• Boualem Titiche Le Mouloudéen

    Boualem Titiche Le Mouloudéen

     

    "Titiche" Le Zernadji Mouloudéen

    On a coutume d'attacher un nom d'artiste à son instrument, Mustapha Skandrani au piano, Papo ou Alilou à la Derbouka, Petit Moh au Banjo....celui de Boualem Titiche est intiment lié à la "Ghaita", pourtant plusieurs maîtres l'ont devancé dans l'art de faire parler ce petit instrument à vent dont son père Ahmed, ou Kadddour Ain Kahla pour ne citer que ces deux personnalités maître de la "Zorna" seulement, Boualem a su donner un souffle de renouveau pour cet art dans l'Algérois et partout dans le pays ou chaque région avait son propre zernadji et style.

    Son amour pour la musique le tient de son père qui l'emmenait aux fêtes de mariages l'incitant parfois à mettre la main à la pâte, tantôt avec le "Tbel" et tantôt avec la "Ghaita", le coup de cœur était immédiat et révélateur de ses aptitudes au point de rejoindre la troupe "El-Mossilia" du maître Mahieddine Bachtarzi qui lui donna le gout de discuter en aparté avec son instrument."Titiche" va se consacrer entièrement à sa vocation sans qu'il n'oublie son autre talent de coureur à pied.

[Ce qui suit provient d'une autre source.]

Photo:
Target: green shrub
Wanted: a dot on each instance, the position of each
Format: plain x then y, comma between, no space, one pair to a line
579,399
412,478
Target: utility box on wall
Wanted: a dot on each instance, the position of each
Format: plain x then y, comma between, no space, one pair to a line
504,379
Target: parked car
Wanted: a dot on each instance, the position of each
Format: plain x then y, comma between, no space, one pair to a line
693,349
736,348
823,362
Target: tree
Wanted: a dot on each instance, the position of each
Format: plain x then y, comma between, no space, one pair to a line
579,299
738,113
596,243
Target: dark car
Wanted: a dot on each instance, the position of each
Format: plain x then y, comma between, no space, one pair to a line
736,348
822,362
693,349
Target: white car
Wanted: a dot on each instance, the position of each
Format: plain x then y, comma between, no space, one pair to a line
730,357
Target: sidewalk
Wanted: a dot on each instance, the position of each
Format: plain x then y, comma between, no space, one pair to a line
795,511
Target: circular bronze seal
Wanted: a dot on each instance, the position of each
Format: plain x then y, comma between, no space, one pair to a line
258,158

    Né le 7 Avril 1908 à la Casbah (et non pas à El-Biar) , "Titiche" de son vrai nom Mansouri Boualem ne pouvait qu'avoir un penchant pour le Mouloudia, le club qui a contribué à l’épanouissement de plusieurs troupes musicales et à l'encouragement de la pratique du sport. "Titiche" va avoir le privilège et la chance d'endosser le maillot "Vert et Rouge" de ses premiers amours en remportant le cross de rue entre Ain Benian et Saint Eugène en 1932.

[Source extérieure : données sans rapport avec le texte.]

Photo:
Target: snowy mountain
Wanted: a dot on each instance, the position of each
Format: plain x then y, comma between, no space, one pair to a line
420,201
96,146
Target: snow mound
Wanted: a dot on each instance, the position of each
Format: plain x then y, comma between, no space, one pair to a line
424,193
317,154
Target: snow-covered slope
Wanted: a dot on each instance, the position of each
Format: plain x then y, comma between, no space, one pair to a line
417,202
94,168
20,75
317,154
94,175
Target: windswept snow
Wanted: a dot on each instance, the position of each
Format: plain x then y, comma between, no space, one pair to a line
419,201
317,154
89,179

    Malgré sa petite taille il avait un souffle long qui l'aida dans la maîtrise du double art de manier la "Ghaita" et de devancer ses concurrents lors des compétitions.

    Grand supporteur du Mouloudia comme de nombreux autres artistes et comédiens à l'instar des ses amis El Anka ou Rouiched , il ne déclinait jamais l'invitation d'animer les fêtes organisées par ce Club pour ses anniversaires ou ses sacres.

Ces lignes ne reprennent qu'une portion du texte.